Coronavirus – Habituellement dans l’ombre, notre correctrice a pris le stylo pour partager ses sentiments avec élégance et dextérité.
Hier encore, tout paraissait si abstrait. Spectateurs interloqués, nous observions Wuhan sur le pied de guerre, ses visages masqués, ses chantiers démesurés, le ballet des pelleteuses qui tournoyaient pour faire sortir de terre, en un temps record, un hôpital pour contaminés. Hier encore… Puis tout s’est précipité. Les chiffres se sont entrechoqués, bousculés, additionnés. Là-bas d’abord, puis plus près. Si près que soudain, nous nous sommes retrouvés avec des préaux vides, des écoliers désunis, des enseignants médusés, des grands-parents isolés, des lieux publics désertés. Vidés de ce qui faisait leur vie. Des visages masqués, des magasins pillés de leur normalité. Des médecins, des soignants, qui ont laissé là leur vie pour sauver la Vie.

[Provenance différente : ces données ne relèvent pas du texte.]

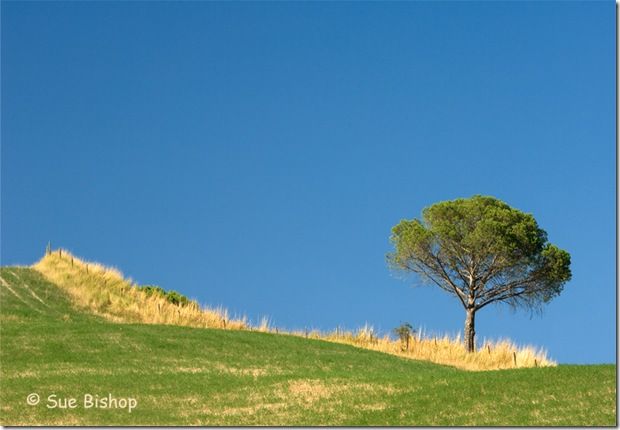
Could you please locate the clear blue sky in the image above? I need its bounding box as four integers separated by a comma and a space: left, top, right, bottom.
1, 1, 616, 363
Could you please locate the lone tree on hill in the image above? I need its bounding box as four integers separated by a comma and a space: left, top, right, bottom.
388, 195, 571, 352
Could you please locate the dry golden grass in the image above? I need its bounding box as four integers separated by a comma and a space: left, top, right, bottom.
33, 250, 248, 329
318, 325, 557, 370
33, 250, 556, 370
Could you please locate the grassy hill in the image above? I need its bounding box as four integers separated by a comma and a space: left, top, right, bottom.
0, 267, 616, 426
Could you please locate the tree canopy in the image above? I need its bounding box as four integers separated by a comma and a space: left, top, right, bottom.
388, 195, 571, 352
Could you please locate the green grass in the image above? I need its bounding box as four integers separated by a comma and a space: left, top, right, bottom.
0, 268, 616, 426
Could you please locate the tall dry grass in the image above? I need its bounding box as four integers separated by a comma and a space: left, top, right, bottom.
33, 250, 556, 370
33, 249, 248, 329
296, 325, 557, 370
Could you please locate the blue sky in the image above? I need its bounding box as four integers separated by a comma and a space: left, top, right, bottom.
1, 2, 616, 363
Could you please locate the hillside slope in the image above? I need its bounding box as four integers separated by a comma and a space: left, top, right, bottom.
0, 267, 616, 425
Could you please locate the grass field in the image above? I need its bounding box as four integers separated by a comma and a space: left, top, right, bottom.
0, 267, 616, 426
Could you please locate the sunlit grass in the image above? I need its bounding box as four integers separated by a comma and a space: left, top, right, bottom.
33, 250, 556, 370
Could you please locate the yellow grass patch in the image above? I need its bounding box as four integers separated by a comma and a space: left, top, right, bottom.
31, 250, 556, 372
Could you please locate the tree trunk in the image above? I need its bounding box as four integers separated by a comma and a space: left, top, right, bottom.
465, 308, 476, 352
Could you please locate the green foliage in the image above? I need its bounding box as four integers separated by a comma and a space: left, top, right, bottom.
393, 322, 415, 350
393, 322, 415, 343
138, 285, 166, 297
388, 195, 571, 309
166, 290, 189, 306
137, 285, 193, 306
0, 268, 616, 427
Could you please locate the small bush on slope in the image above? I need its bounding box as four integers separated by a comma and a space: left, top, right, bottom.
33, 250, 556, 370
33, 250, 248, 329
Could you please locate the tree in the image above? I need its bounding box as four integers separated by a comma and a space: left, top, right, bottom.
388, 195, 571, 352
393, 322, 415, 351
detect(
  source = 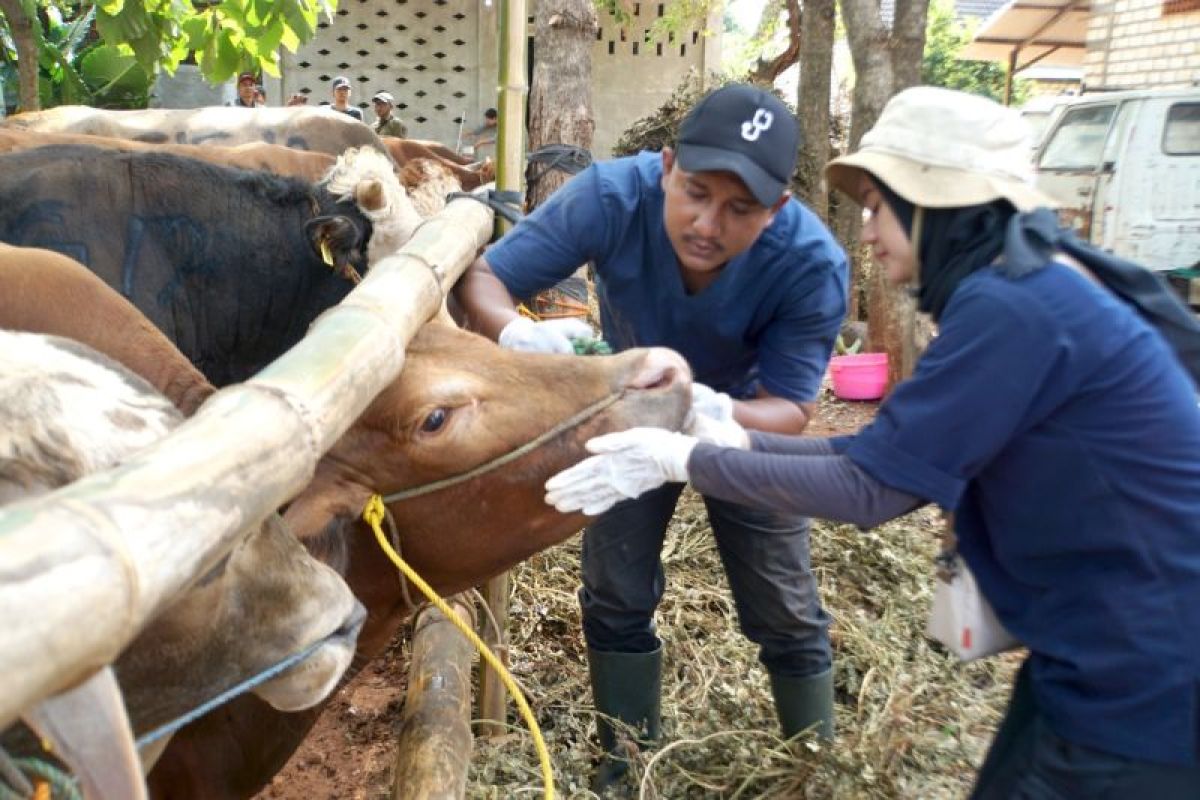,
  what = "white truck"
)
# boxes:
[1036,86,1200,306]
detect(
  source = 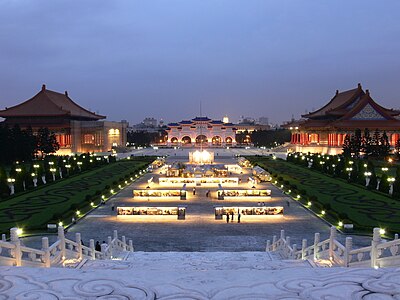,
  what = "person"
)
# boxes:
[94,241,101,251]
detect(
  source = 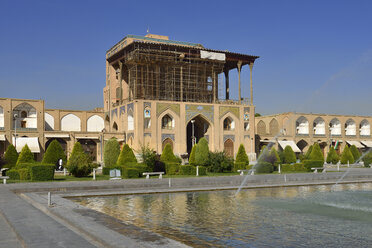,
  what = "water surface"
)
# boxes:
[75,183,372,247]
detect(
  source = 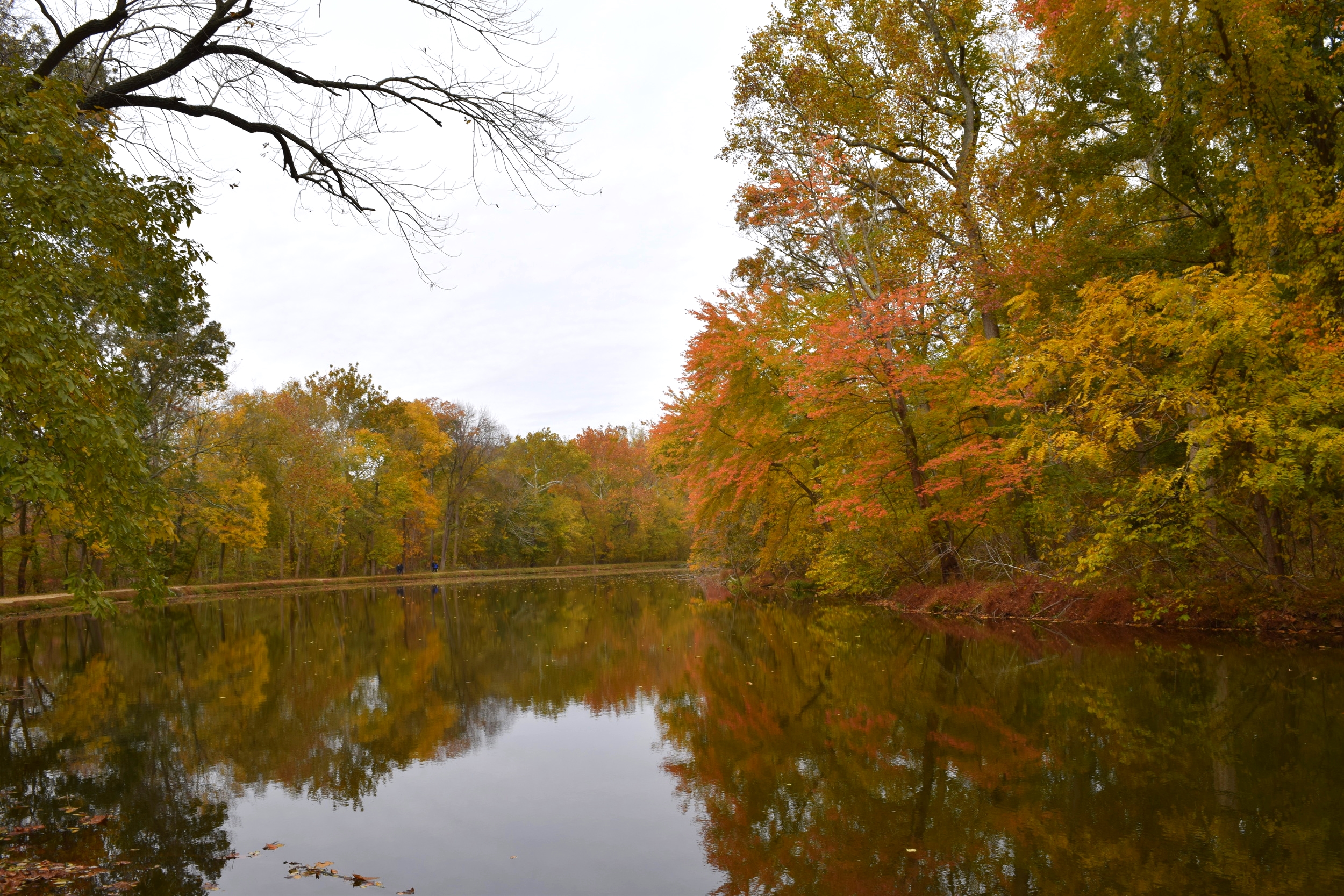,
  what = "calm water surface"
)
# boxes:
[0,578,1344,896]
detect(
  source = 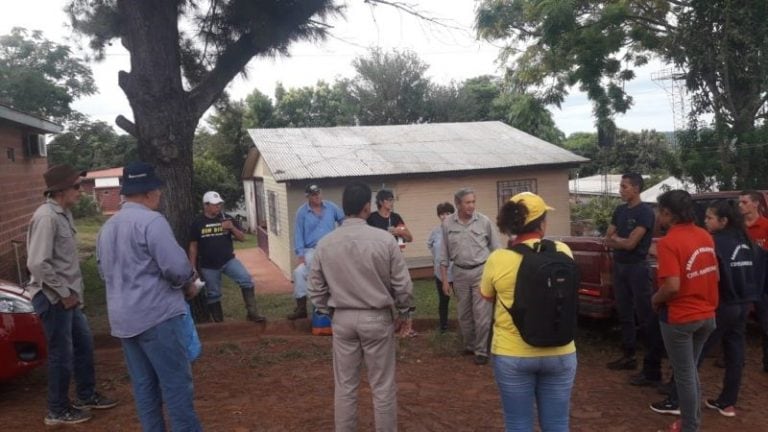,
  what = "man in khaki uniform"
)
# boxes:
[440,188,501,365]
[308,182,413,431]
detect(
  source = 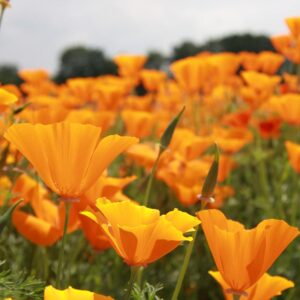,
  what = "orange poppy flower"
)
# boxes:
[285,141,300,173]
[208,271,294,300]
[258,118,281,139]
[0,88,18,112]
[12,187,79,246]
[19,105,69,124]
[125,94,152,111]
[265,94,300,125]
[171,56,215,94]
[82,199,199,266]
[197,209,299,294]
[258,51,284,75]
[222,110,252,128]
[4,122,138,199]
[65,109,116,133]
[213,127,253,153]
[12,174,48,204]
[44,286,113,300]
[271,35,300,64]
[285,17,300,39]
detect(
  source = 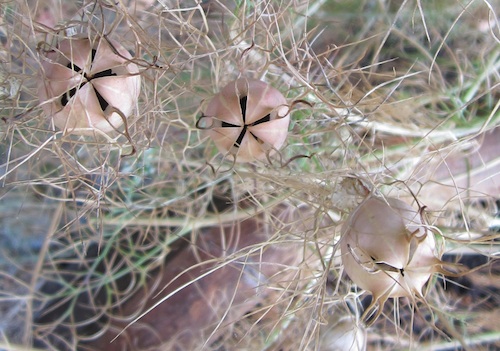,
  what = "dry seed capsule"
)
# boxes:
[197,78,290,162]
[38,37,141,134]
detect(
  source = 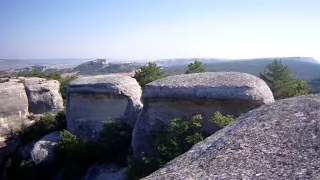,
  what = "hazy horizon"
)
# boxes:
[0,0,320,61]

Des chiffres encore et toujours, avec leur lot de vertige lorsqu’ils s’alignent, engendrant une sorte d’incompréhension. «La moitié de l’humanité en confinement». L’entendement s’emballe. «La moitié de l’humanité, ça fait combien de fois la Suisse?», me chuchote une petite voix, dans cette cruauté sournoise qui gangrène maintenant notre quotidien. Je sais que désormais, mon entendement ne saisit plus. Il y a trop de démesure. Et soudain, de la démesure surgit le particulier. Les chiffres prennent forme. Ils finissent par revêtir un nom, ou une image.
Parmi ces milliers d’individus qui se sont envolés vers les étoiles, il y a Megumi. Elle vivait en Espagne, était en bonne santé, elle n’avait que 50 ans. Il y a quelques jours à peine, elle était sur les réseaux sociaux. Maintenant, elle brille au firmament. Il y a la grand-mère de cette autre amie. 95 ans, coronavirus et AVC. Elle décline; sa fille, elle, sort d’un cancer. Le père d’une amie: lui aussi près des étoiles. Les contaminés: mon médecin, le père d’un copain de classe de mon fils, la voisine d’une amie. Peu à peu, les chiffres se matérialisent, s’incarnent. S’incarnent dans l’image parfois.
Ou peut-être se désincarnent. Récemment, une caméra de télévision balayait une rangée de cercueils, alignés comme des dominos, anonymes. Une vingtaine, une trentaine peut-être, trop. La scène se passait en Italie. Lentement, elle couvrait cette vision aux résonances apocalyptiques. La logistique devenait chaotique; les corbillards se suivaient en file indienne. S’il y a des constantes sans nationalité, religion ou couleur, ce sont bien la naissance et la mort. De tout temps, partout, la naissance se fête; les morts sont entourés. Mais là, c’en est fini. Pas d’inscription, pas de fleurs. Rien pour un dernier adieu. Ce départ dans le silence, sans leurs proches pour leur tenir la main, pour mouiller le cercueil de leurs larmes, c’est la dignité humaine qui saigne. Involontaires, ingérables, inévitables, ces aires de désolation se multiplient.
Se rendre compte que nous avons atteint ces abîmes est glaçant; la vision de cette scène perdurera – parmi d’autres – bien au-delà du confinement.
Et puis, dans un recoin de ce tableau d’ombres, des touches de lumière. Ces enfants qui font des dessins, façonnent des bricolages pour les envoyer dans des EMS, une fillette de 6 ans qui dicte à son papa un mot doux qu’elle vient glisser dans la boîte aux lettres de son petit copain d’école, la voix enjouée d’une grand-maman, éternelle optimiste, de vieux amis dont on n’entendait plus parler qui prennent de vos nouvelles, le visage de jeunes enfants qui s’illumine lors du coup de fil hebdomadaire de leur maîtresse d’école.
Des balbutiements de vie qui viennent se greffer dans l’attente qui nous semble infinie: combien de temps encore?